This article was previously posted to the medRxiv preprint server on Aug 25, 2023 [6].
Materials and methods
A total of 851 hormonal injections were administered between August 2018 and February 2019 at Yokohama City University Medical Center (Yokohama, Japan). Inclusion criteria were adult men undergoing hormone therapy for prostate cancer, and exclusion criteria were patients who were seen by an outside clinic on the same day and who had cognitive problems. None of the patients received generic drugs. Nine cases (1.0%) received leuprorelin 3.75 mg (Leuprin®︎), 232 cases (27.3%) received leuprorelin 11.25 mg (Leuprin SR®︎), 187 cases (22.0%) received leuprorelin 22.5 mg (Leuprin PRO®︎), 206 cases (24.2%) received goserelin 10.8 mg (Zoladex LA®︎), and 217 cases (25.5%) received degarelix 80 mg (Gonax®︎). This study was approved by the Institutional Review Board (B200800065), and the need for consent to participate was waived.

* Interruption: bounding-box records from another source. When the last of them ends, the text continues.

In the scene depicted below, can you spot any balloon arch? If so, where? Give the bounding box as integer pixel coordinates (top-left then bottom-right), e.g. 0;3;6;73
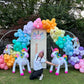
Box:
0;18;84;73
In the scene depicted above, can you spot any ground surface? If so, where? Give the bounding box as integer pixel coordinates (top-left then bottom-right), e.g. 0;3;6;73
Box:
0;68;84;84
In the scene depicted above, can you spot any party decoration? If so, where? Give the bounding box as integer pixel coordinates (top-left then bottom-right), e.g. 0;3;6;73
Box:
0;54;8;70
13;29;31;51
33;18;43;29
49;48;68;75
23;21;35;35
42;18;57;33
12;48;31;76
68;54;81;66
72;37;80;49
68;47;84;66
32;31;45;40
50;27;65;42
73;46;84;56
74;59;84;73
63;35;74;56
4;54;15;68
3;44;13;55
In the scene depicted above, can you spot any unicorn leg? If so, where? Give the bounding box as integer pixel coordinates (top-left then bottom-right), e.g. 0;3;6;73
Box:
55;64;60;76
22;66;25;71
12;61;16;73
27;60;31;73
65;61;68;74
49;65;53;73
55;67;57;70
19;64;24;76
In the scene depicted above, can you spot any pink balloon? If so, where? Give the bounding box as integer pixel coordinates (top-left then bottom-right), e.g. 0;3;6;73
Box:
79;62;84;66
80;68;84;73
80;59;83;62
74;64;80;69
33;18;43;29
81;65;84;69
0;64;5;69
0;58;4;63
4;66;8;70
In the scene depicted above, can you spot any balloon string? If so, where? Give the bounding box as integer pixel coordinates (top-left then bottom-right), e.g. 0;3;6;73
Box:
0;30;17;42
35;43;38;54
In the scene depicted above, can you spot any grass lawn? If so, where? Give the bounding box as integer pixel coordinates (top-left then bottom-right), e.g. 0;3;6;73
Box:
0;67;84;84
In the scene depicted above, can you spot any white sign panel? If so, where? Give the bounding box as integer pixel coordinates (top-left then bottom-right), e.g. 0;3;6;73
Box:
30;29;47;68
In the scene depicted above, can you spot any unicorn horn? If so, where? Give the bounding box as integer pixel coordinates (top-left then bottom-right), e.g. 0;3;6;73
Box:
27;47;29;52
51;46;54;51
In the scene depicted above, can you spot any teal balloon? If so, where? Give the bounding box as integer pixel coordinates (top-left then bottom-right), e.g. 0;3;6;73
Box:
12;39;16;43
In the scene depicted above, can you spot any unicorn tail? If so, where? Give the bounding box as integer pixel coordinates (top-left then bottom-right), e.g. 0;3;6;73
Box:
63;54;67;61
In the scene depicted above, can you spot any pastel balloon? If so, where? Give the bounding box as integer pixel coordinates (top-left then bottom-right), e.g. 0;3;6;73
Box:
33;18;43;29
74;64;80;69
42;18;57;33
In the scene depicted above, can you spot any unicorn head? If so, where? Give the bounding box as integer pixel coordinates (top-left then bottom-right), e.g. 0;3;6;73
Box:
22;48;29;58
6;44;13;49
51;47;59;57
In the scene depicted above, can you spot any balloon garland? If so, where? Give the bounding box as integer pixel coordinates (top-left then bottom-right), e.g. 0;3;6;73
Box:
0;18;84;72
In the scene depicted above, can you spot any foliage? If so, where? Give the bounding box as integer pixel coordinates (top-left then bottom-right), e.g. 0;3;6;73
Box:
0;0;38;28
39;2;75;30
0;66;84;84
39;0;84;31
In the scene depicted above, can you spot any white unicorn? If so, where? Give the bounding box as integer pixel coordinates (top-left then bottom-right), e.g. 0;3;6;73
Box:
3;44;13;55
72;37;80;49
12;48;31;76
49;48;68;75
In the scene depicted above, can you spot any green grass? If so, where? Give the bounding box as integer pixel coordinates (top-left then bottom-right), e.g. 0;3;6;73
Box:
0;67;84;84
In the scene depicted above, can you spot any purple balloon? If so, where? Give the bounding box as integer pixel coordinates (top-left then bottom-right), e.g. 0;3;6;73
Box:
78;55;82;59
79;46;84;50
73;54;76;57
68;60;71;63
71;62;75;66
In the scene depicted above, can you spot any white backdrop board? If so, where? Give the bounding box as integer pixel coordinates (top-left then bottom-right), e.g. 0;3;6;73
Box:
30;29;47;68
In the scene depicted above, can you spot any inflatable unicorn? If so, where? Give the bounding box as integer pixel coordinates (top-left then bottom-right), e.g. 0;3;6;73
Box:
49;48;68;75
12;48;31;76
3;44;13;55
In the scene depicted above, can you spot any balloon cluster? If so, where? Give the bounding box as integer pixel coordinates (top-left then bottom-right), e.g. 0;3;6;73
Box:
73;46;84;56
0;54;8;70
68;54;81;66
50;27;65;42
13;29;31;51
68;47;84;66
74;59;84;73
63;35;73;56
23;21;35;34
42;18;57;33
33;18;43;29
4;54;15;68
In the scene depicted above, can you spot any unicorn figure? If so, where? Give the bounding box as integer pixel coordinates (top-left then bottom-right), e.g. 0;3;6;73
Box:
49;48;68;75
3;44;13;55
12;48;31;76
72;37;80;49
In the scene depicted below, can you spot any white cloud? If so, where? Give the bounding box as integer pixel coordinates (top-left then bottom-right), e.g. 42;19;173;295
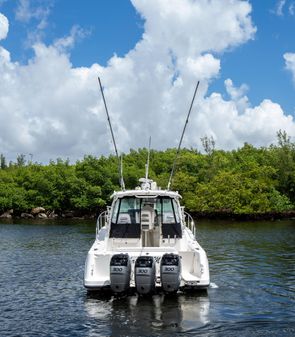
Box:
284;53;295;83
0;13;9;40
15;0;51;29
0;0;295;161
224;78;249;113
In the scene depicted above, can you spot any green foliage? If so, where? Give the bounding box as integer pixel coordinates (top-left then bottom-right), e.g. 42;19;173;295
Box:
0;131;295;214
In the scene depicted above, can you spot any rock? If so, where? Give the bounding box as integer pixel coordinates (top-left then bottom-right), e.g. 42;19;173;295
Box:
47;211;58;219
31;207;45;215
20;213;34;219
36;213;47;219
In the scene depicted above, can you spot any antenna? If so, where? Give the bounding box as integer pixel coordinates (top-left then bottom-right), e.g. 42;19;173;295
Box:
145;136;152;181
167;81;200;190
97;76;125;191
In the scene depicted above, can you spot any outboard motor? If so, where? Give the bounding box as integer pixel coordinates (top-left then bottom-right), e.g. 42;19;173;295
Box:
160;253;181;293
110;254;131;293
135;256;156;294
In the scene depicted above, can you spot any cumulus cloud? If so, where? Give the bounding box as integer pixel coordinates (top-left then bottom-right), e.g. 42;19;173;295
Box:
274;0;286;16
0;13;9;40
0;0;295;161
284;53;295;83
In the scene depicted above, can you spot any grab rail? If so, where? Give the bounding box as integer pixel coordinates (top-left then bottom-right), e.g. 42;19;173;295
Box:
183;210;196;237
96;206;111;236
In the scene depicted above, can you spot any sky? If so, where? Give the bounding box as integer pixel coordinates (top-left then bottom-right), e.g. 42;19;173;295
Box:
0;0;295;162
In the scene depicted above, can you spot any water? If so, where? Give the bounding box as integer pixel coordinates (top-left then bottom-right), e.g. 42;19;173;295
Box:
0;221;295;337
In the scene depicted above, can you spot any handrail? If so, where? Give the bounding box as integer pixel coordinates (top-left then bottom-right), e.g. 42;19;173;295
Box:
96;207;110;238
183;210;196;237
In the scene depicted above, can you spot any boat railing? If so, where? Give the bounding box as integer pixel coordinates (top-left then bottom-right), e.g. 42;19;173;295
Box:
96;206;111;236
182;210;196;236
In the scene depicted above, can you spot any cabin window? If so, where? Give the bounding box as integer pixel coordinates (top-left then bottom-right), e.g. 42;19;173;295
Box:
110;196;182;238
110;197;140;238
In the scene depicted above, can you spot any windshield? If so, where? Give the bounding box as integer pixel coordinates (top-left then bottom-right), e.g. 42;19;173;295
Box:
111;196;181;237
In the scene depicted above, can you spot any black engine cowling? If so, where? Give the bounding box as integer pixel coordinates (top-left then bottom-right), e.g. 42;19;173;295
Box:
160;253;181;293
135;256;156;294
110;254;131;293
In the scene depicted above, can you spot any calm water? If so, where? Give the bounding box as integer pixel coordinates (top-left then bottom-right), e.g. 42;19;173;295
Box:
0;221;295;337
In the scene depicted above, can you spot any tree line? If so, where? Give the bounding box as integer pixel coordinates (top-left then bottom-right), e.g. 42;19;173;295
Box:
0;131;295;215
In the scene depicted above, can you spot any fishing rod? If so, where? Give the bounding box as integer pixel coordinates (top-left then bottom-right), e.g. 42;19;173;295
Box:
167;81;200;190
97;76;125;191
145;136;152;181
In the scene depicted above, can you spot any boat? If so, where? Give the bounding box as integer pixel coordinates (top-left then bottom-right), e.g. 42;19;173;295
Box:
84;78;210;295
84;178;210;294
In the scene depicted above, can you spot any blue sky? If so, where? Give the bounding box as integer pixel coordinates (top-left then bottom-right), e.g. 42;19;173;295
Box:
0;0;295;160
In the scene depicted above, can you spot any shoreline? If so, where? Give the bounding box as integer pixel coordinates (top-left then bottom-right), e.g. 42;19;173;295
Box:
0;210;295;222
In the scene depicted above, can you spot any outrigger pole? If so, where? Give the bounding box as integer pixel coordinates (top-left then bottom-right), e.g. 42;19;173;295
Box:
167;81;200;191
97;76;125;191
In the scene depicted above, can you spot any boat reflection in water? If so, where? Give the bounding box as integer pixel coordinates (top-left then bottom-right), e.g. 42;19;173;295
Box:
85;291;210;336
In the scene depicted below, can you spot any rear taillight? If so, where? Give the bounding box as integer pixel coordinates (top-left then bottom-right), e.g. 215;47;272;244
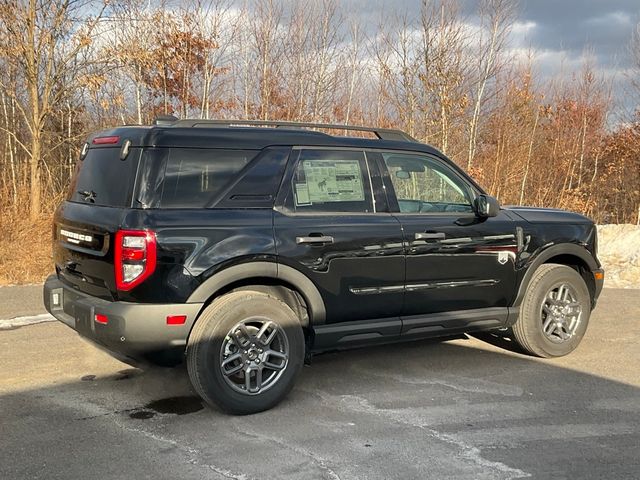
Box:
114;230;156;291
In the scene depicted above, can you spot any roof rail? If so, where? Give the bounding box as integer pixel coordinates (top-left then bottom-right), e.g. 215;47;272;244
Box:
163;119;417;142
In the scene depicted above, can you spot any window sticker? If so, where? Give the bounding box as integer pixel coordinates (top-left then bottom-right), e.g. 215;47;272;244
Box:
296;183;311;207
296;160;364;205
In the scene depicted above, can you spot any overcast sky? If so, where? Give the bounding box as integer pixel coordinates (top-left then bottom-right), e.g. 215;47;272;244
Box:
346;0;640;105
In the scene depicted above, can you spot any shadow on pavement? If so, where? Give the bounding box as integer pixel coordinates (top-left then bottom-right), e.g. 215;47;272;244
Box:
0;339;640;479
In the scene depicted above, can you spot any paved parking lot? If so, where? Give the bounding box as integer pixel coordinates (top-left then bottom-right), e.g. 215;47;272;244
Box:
0;289;640;480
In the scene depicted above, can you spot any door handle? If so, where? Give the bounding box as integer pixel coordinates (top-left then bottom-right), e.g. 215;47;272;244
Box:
296;235;333;245
415;232;446;240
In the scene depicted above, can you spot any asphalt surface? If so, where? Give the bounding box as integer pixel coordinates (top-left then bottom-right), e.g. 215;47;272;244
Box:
0;287;640;480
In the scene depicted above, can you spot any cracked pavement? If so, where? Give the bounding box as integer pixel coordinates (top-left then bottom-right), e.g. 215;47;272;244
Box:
0;287;640;480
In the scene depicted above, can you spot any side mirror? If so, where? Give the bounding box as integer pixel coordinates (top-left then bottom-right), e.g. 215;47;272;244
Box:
473;195;500;218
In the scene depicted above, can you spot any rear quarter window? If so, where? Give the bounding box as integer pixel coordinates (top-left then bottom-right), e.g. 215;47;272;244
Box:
67;147;140;207
134;148;258;208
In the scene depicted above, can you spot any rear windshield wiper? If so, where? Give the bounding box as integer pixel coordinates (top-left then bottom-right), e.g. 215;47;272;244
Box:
78;190;97;203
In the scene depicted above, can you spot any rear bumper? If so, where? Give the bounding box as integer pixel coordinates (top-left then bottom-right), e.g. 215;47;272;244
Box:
43;275;203;361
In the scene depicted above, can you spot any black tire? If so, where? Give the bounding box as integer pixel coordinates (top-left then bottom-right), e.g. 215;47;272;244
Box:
187;291;305;415
512;264;591;358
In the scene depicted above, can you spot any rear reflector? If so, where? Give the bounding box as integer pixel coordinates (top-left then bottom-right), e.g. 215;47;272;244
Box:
167;315;187;325
91;136;120;145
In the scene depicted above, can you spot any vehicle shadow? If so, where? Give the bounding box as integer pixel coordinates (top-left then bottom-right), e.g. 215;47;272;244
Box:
0;339;640;478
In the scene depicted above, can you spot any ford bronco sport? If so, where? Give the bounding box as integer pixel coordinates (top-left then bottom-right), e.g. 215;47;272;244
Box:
44;118;604;414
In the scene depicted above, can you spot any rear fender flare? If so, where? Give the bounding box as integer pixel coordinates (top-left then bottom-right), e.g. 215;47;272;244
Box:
187;261;327;325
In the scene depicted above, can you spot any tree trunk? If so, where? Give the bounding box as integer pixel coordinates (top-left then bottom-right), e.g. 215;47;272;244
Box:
29;130;41;220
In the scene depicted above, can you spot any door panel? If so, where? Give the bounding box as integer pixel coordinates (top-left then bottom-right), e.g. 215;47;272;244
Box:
399;213;517;315
376;148;517;317
274;147;405;324
274;212;404;323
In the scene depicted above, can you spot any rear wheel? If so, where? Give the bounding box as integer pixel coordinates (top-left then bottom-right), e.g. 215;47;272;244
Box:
512;264;591;357
187;291;304;414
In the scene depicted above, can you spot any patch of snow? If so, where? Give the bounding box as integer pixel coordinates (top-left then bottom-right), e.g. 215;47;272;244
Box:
0;313;55;330
598;224;640;288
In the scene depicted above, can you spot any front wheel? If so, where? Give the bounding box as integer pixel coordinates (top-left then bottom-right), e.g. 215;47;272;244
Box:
187;291;304;415
512;264;591;358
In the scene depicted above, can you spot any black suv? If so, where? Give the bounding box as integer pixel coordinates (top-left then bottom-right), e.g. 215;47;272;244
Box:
44;119;604;413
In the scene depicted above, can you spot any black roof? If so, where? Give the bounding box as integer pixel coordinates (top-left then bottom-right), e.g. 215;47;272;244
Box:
87;125;439;154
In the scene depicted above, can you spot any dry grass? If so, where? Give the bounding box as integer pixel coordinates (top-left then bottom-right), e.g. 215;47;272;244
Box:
0;194;61;286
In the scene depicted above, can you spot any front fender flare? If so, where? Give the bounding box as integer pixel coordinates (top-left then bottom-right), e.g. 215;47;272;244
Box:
513;243;600;307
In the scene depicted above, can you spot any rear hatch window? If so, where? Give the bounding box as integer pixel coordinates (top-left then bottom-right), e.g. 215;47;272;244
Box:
67;147;140;208
133;148;258;208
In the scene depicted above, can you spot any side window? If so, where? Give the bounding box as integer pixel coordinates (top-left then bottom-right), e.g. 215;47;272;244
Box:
382;153;473;213
135;148;257;208
286;150;375;213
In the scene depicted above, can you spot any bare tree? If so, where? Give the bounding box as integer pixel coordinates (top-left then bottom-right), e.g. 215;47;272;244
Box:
0;0;105;219
467;0;516;169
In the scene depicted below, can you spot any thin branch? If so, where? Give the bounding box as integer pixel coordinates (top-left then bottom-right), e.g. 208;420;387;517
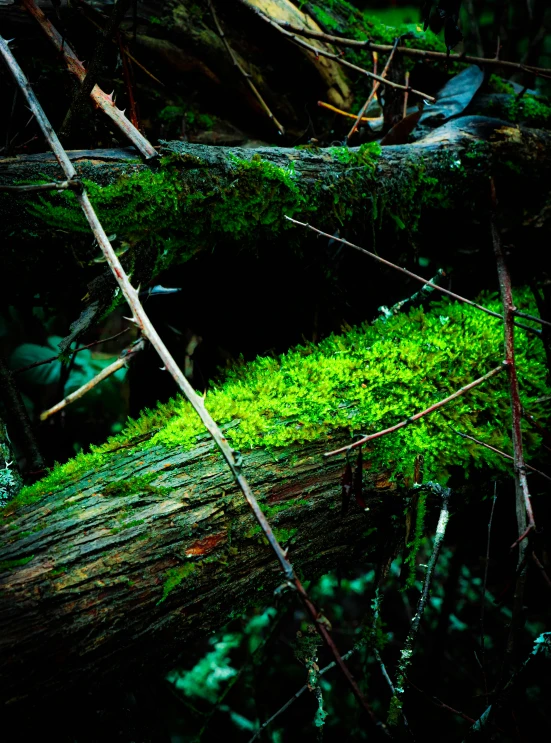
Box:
12;328;130;374
480;483;497;705
270;19;551;77
22;0;157;160
207;0;285;134
391;483;451;710
0;178;82;193
323;362;506;457
490;179;536;553
346;36;398;142
318;101;383;122
40;339;145;421
284;214;540;335
406;678;476;725
452;428;551;482
240;0;436;103
59;0;132;135
0;36;380;735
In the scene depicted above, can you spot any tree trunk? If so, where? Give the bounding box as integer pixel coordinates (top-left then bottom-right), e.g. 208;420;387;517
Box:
0;428;404;702
0;116;551;303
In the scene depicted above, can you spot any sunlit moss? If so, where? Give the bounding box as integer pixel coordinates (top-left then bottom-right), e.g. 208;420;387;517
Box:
8;292;550;515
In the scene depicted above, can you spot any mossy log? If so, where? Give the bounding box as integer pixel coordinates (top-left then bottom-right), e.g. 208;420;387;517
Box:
0;116;551;311
4;292;549;701
0;430;404;703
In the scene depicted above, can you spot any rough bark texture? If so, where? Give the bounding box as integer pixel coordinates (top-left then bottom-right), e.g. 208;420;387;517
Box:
0;430;404;702
0;117;551;308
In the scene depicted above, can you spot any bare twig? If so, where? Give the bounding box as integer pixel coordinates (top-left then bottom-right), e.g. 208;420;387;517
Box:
346;36;398;141
12;328;130;374
58;0;132;134
240;0;436;103
284;215;540;335
22;0;157;160
270;19;551;77
480;483;497;704
40;339;145;421
207;0;285;134
318;101;383;122
490;179;536;556
391;483;451;724
249;645;360;743
452;429;551;482
0;36;378;735
323;363;506;457
0;178;82;193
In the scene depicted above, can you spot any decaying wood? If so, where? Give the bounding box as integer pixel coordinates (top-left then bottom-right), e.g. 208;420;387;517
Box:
0;116;551;301
0;436;404;702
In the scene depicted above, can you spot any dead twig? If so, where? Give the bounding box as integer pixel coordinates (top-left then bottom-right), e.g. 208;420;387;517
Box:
240;0;436;103
270;18;551;77
346;36;398;142
0;36;380;735
452;428;551;482
318;101;383;122
207;0;285;134
391;483;451;724
12;328;130;374
323;362;506;457
40;339;145;421
22;0;158;160
284;215;540;335
490;179;536;552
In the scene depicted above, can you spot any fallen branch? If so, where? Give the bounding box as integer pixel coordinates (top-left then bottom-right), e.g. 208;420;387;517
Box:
323;362;506;457
240;0;436;103
0;36;378;731
454;430;551;482
389;483;451;724
40;339;145;421
274;21;551;78
207;0;285;134
285;215;540;334
22;0;157;161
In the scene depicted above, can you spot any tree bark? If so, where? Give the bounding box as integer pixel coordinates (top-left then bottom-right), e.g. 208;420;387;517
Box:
0;116;551;302
0;428;404;703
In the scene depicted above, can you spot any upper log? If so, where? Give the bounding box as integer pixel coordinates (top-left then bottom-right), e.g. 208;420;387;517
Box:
0;430;404;704
0;116;551;301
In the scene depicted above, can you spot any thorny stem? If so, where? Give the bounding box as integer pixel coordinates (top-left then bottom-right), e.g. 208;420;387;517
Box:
240;0;436;103
490;179;536;559
284;215;540;335
0;36;378;720
323;363;506;457
270;19;551;77
391;483;451;724
346;36;398;141
207;0;285;134
22;0;157;160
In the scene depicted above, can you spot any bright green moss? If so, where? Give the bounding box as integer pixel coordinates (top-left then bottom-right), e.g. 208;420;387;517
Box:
6;292;550;515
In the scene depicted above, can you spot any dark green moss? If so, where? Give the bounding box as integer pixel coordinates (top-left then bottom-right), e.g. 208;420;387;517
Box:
5;292;550;516
0;555;34;571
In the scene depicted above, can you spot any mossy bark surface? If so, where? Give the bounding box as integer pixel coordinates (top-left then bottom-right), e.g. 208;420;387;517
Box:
0;116;551;306
0;430;404;702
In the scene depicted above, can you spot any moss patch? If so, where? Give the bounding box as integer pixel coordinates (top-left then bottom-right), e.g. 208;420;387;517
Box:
5;292;550;515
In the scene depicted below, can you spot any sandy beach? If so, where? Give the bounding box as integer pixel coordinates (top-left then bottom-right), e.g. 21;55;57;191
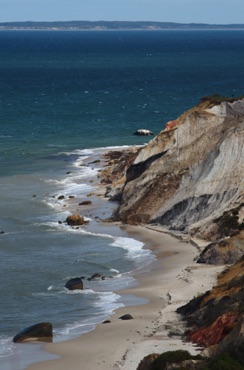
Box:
28;220;223;370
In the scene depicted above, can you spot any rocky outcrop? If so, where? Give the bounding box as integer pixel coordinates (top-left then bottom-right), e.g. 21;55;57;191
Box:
65;277;83;290
114;95;244;240
177;257;244;351
13;322;53;343
66;215;88;226
133;128;153;136
197;232;244;265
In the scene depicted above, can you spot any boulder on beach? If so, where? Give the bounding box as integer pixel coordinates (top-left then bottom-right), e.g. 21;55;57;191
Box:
66;215;88;226
79;200;92;206
133;128;153;136
13;322;53;343
119;313;133;320
65;277;83;290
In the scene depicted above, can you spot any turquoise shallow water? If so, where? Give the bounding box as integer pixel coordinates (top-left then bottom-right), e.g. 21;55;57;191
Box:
0;31;244;370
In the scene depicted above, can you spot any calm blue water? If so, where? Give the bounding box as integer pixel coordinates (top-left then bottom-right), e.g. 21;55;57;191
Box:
0;31;244;370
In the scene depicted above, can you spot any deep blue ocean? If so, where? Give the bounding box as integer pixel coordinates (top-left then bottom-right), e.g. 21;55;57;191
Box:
0;31;244;370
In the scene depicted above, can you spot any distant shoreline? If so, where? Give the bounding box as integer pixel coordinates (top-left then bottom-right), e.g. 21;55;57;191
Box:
0;21;244;31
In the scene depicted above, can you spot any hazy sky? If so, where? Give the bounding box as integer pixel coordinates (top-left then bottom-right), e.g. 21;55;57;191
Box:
0;0;244;24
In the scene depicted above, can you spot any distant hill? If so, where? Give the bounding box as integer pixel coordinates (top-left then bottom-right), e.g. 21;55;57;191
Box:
0;21;244;30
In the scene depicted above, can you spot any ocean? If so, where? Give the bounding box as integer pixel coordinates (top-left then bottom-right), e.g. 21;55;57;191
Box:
0;31;244;370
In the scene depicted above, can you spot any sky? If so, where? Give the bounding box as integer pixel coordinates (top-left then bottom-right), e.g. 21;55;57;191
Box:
0;0;244;24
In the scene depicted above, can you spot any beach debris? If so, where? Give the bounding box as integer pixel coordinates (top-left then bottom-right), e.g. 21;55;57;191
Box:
119;313;134;320
88;159;101;164
136;353;160;370
65;277;83;290
79;200;92;206
13;322;53;343
133;128;153;136
103;320;111;324
66;214;89;226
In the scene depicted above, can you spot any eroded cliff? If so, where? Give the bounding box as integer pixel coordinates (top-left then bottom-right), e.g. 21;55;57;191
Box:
114;99;244;240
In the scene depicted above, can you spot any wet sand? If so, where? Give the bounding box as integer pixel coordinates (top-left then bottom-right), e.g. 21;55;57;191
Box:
28;225;222;370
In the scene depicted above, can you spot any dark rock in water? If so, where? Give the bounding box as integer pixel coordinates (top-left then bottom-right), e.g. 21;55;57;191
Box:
133;128;153;136
79;200;92;206
119;313;133;320
65;277;83;290
87;272;102;281
66;215;88;226
89;159;101;164
103;320;111;324
13;322;53;343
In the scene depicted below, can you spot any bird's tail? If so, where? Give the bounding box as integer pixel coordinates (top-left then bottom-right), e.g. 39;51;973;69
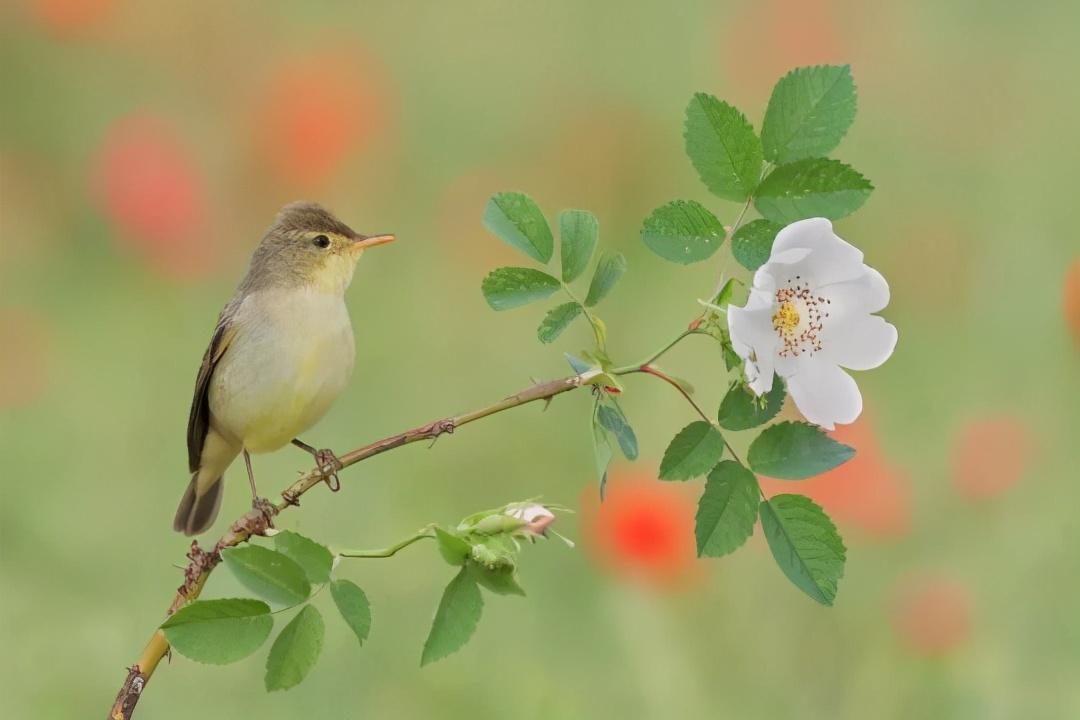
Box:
173;471;225;536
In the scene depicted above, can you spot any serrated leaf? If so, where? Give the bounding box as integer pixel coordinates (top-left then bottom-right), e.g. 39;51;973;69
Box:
585;250;626;308
537;302;582;343
642;200;726;264
161;598;273;665
731;219;781;271
265;604;326;691
435;527;472;566
221;545;311;606
760;494;847;606
420;568;484;667
717;376;787;430
481;268;562;310
693;460;759;557
484;192;555;264
746;422;855;480
660;420;724;480
468;562;525;597
330;580;372;644
761;65;855;163
273;530;334;585
596;400;637;460
684;93;761;201
558;210;599;283
754;158;874;225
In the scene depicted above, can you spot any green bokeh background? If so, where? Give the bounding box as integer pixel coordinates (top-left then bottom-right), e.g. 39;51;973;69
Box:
0;0;1080;719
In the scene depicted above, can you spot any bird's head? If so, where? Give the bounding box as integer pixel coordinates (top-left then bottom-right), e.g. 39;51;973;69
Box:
245;202;394;293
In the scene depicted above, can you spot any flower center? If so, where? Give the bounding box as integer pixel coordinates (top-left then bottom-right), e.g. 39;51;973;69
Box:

All injections were administered by medical nurses subcutaneously after prescription by urologists. The time from ordering GnRH agonists or antagonists to the completion of the injection was analyzed. The total time per year was calculated each time and multiplied by the number of times per year. We also asked 50 patients about the mental and physical loads of hormonal injections. Patients were randomly selected with stable prostate-specific antigen (PSA) and a performance status score of 0 to avoid other factors. The load was evaluated based on the following question: “If the hormonal injection could be changed to an oral tablet form, how much (in Japanese yen (JPY)) would you be willing to pay per dose?’’. The total cost per year was calculated as the one-time cost multiplied by the number per year. These methods were used as previously used in another study [7]. All patients had received the same GnRH treatments more than twice before the study.
The time and cost were analyzed by the Mann-Whitney U test using the GraphPad Prism software version 7.05 (GraphPad Software, San Diego, CA). P-values <0.05 were considered to indicate statistical significance.
Results
The median (mean ± SD) time from ordering hormonal therapy to completion of injection was seven minutes (8.9 ± 1.7) for leuprorelin 3.75 mg, seven minutes (7.7 ± 4.9) for leuprorelin 11.25 mg, eight minutes (8.0 ± 5.5) for leuprorelin 22.5 mg, six minutes (7.3 ± 3.9) for goserelin 10.8 mg, and 10 minutes (11.9 ± 6.8) for degarelix 80 mg. This time included the preparation time for drug dissolution. The time required for degarelix was significantly longer than for the other GnRH treatments (p < 0.001) (Figures 1A, 1B).
The median (mean ± SD) cost of the burden associated with injection was 300 JPY (325.0 ± 35.4) for leuprorelin 11.25 mg, 0 JPY (40.0 ± 105.6) for leuprorelin 22.5 mg, 750 JPY (966.7 ± 1070.8) for goserelin 10.8 mg, and 750 JPY (1000.0 ± 707.1) for degarelix 80 mg.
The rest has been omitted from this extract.